El fundamento lo puso en “vivir en verdad”, que implicaba no decir mentiras, ella que confesó al general de la orden, Juan Bautista Rubeo, que no mentía nunca; que rechazaba a las aspirantes y novicias cuando descubría que tenían el vicio de mentir; y que avisó maternalmente al P. Gracián, “que se descuida alguna vez en no decir toda verdad en todo” y “querría anduviese con mucho cuidado en esto”.
Pero exigía algo más: practicar la “humildad”, que situaba a la que profesaba en su Reforma en el centro del vivir cristiano en sus relaciones con Dios, con el mundo, con los demás y con la propia persona. Si la vocacionada había resuelto el problema moral y espiritual básico, ya podía completar su quehacer en la comunidad teresiana: “desasirse” del propio yo con referencia a la propia “honra”; o al cuerpo, como el apego a la propia vida y la salud o al uso indebido de los bienes temporales. Puestos los principios de base, la persona estaba disponible para practicar el “amor de unas con otras”, a ser posible el “el amor puro espiritual” y, si no, el “espiritual sensual”, nunca el “desastrado de por acá”.
Pero Teresa miraba a otro espejo lejano: a los orígenes de la orden religiosa a la que pretendía redimir de relajaciones y mitigaciones: los carmelitas, la orden de la Virgen María, nacida en la tierra de Jesús, en el monte Carmelo, en el siglo XIII. La Santa abunda en este recuerdo del pasado remoto y se goza con ello como modelos de imitación: “De esta casta venimos, de aquellos santos padres nuestros del monte Carmelo” (Moradas V, 1, 2). “Acordémonos de nuestros padres santos pasados, ermitaños, cuya vida pretendemos imitar” (Camino 11, 4). Expresiones como estas abundan en las Obras de Santa Teresa. Hambre de soledad y silencio, de oración contemplativa, de ascesis en un eremitismo cenobítico, contagiando a la nueva familia la pasión por la “salvación universal de Cristo”, la dimensión misionera.

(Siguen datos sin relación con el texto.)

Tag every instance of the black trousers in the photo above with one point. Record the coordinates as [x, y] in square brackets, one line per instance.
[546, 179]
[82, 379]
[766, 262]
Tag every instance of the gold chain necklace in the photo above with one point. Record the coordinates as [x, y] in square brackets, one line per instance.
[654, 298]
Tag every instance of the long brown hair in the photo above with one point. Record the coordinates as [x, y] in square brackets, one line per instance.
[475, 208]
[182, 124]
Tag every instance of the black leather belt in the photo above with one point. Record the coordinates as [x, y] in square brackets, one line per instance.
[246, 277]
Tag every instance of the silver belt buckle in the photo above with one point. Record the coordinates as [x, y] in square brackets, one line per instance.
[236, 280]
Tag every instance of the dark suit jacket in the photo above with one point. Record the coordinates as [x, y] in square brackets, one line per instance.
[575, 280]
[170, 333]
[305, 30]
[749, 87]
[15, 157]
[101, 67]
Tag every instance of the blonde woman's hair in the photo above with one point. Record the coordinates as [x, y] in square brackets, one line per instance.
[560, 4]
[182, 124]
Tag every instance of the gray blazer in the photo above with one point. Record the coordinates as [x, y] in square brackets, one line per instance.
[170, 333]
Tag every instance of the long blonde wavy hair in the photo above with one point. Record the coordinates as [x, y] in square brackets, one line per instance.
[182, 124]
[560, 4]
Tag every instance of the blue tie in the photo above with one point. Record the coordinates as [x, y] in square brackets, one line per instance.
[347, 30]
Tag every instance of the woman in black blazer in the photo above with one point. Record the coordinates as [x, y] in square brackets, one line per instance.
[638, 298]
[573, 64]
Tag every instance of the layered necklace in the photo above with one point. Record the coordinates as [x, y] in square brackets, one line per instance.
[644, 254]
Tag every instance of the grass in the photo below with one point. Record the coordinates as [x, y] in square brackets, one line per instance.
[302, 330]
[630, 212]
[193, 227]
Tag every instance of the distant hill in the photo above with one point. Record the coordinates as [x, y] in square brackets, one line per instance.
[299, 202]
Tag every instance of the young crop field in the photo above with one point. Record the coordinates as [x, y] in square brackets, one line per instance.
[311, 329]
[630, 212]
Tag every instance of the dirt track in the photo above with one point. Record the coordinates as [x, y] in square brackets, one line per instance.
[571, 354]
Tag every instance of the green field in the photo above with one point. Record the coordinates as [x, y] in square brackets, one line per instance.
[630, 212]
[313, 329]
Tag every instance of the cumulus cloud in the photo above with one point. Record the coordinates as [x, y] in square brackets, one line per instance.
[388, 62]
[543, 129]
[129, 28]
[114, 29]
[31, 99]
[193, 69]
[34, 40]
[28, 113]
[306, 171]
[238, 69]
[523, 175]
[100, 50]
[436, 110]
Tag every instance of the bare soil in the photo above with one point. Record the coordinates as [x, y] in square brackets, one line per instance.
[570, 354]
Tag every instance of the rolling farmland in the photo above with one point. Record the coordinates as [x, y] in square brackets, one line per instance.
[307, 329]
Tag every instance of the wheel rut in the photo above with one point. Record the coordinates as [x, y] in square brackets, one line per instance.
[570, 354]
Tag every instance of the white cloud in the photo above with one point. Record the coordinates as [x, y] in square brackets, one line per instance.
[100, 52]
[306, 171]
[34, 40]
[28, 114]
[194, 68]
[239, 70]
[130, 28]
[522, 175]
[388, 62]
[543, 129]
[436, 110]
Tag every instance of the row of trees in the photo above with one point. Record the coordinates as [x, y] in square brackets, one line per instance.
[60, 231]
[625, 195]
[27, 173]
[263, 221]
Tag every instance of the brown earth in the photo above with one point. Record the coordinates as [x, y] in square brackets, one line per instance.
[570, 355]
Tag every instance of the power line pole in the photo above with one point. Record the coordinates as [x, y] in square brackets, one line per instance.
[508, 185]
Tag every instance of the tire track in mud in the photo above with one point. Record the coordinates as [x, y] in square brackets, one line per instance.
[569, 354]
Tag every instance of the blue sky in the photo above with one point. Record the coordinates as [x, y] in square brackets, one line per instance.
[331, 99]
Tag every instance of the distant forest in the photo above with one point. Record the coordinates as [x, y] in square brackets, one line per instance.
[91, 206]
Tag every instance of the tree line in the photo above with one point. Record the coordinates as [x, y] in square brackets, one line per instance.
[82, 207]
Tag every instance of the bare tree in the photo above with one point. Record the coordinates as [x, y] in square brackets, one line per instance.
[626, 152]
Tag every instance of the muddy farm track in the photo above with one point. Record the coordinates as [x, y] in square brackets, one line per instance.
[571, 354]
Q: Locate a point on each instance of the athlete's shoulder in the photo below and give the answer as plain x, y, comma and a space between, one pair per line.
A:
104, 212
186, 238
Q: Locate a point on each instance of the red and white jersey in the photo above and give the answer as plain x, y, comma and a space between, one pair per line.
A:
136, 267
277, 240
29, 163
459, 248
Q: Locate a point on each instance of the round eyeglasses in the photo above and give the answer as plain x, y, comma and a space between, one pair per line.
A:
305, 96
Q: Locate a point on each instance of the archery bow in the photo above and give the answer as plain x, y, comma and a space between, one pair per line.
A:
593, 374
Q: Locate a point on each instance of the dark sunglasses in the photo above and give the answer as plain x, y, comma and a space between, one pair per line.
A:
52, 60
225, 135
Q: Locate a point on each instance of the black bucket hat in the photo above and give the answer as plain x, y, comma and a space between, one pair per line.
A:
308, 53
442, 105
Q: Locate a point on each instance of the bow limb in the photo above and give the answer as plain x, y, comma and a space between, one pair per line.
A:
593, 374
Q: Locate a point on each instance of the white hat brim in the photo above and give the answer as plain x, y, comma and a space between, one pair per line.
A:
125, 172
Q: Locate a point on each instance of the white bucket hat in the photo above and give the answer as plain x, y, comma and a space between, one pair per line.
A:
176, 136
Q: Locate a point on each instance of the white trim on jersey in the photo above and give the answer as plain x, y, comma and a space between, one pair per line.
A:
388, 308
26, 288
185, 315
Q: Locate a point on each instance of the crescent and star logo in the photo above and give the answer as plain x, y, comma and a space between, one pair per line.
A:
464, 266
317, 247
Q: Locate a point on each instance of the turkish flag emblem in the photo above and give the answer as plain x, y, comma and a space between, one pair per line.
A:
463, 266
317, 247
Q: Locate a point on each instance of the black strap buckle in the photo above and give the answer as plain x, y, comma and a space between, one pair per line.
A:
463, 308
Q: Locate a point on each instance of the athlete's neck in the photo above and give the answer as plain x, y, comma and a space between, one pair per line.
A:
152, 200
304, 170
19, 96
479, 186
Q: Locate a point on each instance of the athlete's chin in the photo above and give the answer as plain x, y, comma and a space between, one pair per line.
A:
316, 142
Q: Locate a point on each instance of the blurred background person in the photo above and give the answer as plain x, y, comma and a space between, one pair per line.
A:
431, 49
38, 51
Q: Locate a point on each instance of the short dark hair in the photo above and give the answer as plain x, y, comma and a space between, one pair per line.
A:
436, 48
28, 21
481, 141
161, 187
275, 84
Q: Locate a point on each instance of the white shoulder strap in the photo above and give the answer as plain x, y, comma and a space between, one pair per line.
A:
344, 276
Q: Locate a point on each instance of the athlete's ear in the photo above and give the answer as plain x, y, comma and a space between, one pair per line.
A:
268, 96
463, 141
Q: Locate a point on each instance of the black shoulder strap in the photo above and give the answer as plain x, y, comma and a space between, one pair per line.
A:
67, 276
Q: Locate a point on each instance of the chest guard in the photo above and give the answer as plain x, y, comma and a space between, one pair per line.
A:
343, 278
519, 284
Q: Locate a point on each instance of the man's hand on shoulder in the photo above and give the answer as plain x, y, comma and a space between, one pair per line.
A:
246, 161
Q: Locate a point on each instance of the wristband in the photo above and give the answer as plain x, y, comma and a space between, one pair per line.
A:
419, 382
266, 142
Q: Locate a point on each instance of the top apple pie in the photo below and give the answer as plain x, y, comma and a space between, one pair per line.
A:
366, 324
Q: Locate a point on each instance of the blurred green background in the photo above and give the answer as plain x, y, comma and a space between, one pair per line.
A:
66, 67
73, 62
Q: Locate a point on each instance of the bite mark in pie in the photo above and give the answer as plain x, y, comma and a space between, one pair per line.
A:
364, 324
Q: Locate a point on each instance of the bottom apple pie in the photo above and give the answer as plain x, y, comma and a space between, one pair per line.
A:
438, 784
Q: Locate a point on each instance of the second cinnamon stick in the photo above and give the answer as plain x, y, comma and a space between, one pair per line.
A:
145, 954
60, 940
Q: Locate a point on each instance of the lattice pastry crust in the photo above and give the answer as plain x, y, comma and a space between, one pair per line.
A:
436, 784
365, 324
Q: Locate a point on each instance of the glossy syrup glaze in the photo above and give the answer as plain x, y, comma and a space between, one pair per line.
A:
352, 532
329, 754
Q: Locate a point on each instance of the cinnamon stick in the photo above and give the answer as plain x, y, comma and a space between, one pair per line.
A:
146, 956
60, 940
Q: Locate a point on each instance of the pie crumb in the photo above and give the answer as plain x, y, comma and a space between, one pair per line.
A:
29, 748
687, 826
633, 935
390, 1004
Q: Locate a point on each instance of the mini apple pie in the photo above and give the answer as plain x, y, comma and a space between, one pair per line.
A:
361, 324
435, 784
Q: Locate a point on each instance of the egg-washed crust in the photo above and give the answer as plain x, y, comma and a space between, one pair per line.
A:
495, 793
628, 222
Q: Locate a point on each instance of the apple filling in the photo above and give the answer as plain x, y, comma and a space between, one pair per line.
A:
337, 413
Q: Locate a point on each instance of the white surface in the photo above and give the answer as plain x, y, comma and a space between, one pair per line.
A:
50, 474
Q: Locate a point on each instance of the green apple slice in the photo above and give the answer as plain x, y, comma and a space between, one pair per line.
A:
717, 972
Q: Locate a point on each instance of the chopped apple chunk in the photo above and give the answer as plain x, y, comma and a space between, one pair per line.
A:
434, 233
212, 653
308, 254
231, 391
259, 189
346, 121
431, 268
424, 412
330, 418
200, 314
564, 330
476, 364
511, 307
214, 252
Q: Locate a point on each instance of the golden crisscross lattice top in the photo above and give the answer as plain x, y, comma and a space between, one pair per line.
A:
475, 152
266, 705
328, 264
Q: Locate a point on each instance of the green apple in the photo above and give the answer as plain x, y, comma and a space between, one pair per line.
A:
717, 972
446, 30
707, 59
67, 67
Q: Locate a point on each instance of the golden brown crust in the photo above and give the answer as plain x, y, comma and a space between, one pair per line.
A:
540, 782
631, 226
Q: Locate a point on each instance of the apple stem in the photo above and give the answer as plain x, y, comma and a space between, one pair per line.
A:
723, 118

Y después, una mirada proyectiva a la sociedad de su tiempo, necesitada de Dios, y a la Iglesia dividida por la herejía de los “luteranos”. No pensó en un ejército de soldados para declarar la guerra a los herejes, y sí criticó el proyecto en marcha en la sociedad civil. Propuso, más bien, la Reforma de su orden religiosa para que, viviendo evangélicamente, el ejército blanco de las monjas fuese un modelo para hacer una Iglesia santa de católicos y luteranos.
Y, allende los mares, miró a Las Indias, adonde habían acudido todos sus hermanos como soldados conquistadores. Ella y su nueva familia religiosa, serían la retaguardia orante para ayudar a los gentiles a “salvarse”. Preocupada inicialmente por los problemas religiosos de los “indianos”, acabó doliéndole su situación social, como confesó a su hermano Lorenzo. Eran tiempos para soñar, de Renacimiento, de utopías. Ella soñó utópicamente en vivir en pobreza absoluta, dependiendo de la Providencia, sin “rentas” de los pequeños capitales que podían ofrecer las candidatas. Con el tiempo terminó siendo un proyecto casi frustrado.
Y, para concluir, dirigió una mirada proyectiva a las gentes de nuestro tiempo. Ella quiso “dar voces” predicando la Verdad-Cristo-Dios y no se lo permitió la Iglesia oficial por ser mujer. Hoy, aquella mujer frustrada es “Doctora de la Iglesia” y sigue predicando, mediante sus Obras completas en su original y traducidas, a los ateos, a los agnósticos y a los creyentes que Dios existe, que actúa mediante los gigantes del Espíritu como Teresa y los débiles sociales pero fuertes en la fe. Y que la fe en Dios es fuente de esperanza en momentos de tribulación, en períodos de guerra y de paz.